Horace Marr arrived from London to the Perth in 1905 at the age of 21. While Marr was working for Plaimarr Ltd (a joint venture between Plaistowe and Marr) he experimented with different methods and by 1919 he found that he needed to powder up the wood first with petrol and then co-distill it with glycerine. By 1921 he was producing very good sandalwood oil. Sandalwood oil continued to be produced until the mid 1960’s in the Plaistowe in West Perth when it shut down.

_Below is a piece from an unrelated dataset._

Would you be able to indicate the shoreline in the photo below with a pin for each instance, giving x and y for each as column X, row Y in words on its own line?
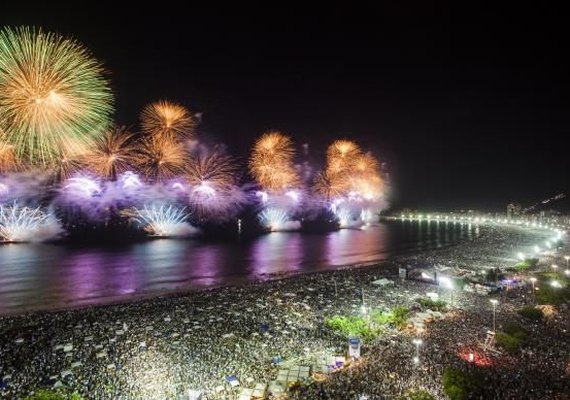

By 1929 there was a flood of sandalwood on the market and times were tough with the start of the depression. In 1929 the State Government passed the Sandalwood Act. Part of the consequences of this act were that;
- all Santalum species growing in Western Australia were now vested in the State
- the current sandalwood exporters had to combine to form one company which became known as the Australian Sandalwood Company
- the amount harvested per annum was restricted to ensure that it would remain a sustainable industry for the future
The Australian Sandalwood Company continued to be responsible for the WA sandalwood until in 1994 when Conservation and Land Management (CALM) called for expressions of interest to process and market WA sandalwood on behalf of the State. Wescorp Sandalwood was successful in this tender and has been responsible since.
In 2000 CALM split and Forest Products Commission (FPC) was formed to manage the harvesting of the State resources which included sandalwood.
In 1997 Mount Romance was the successful tenders for the extraction of oil from sandalwood supplied by CALM. Due to the hard work and vision of the founder, Mr Steve Birkbeck, Mount Romance is a successful company supplying spicatum oil to many parts of the world. Unfortunately due to illness Steve sold the company in 2004 and it has changed hands three times since then.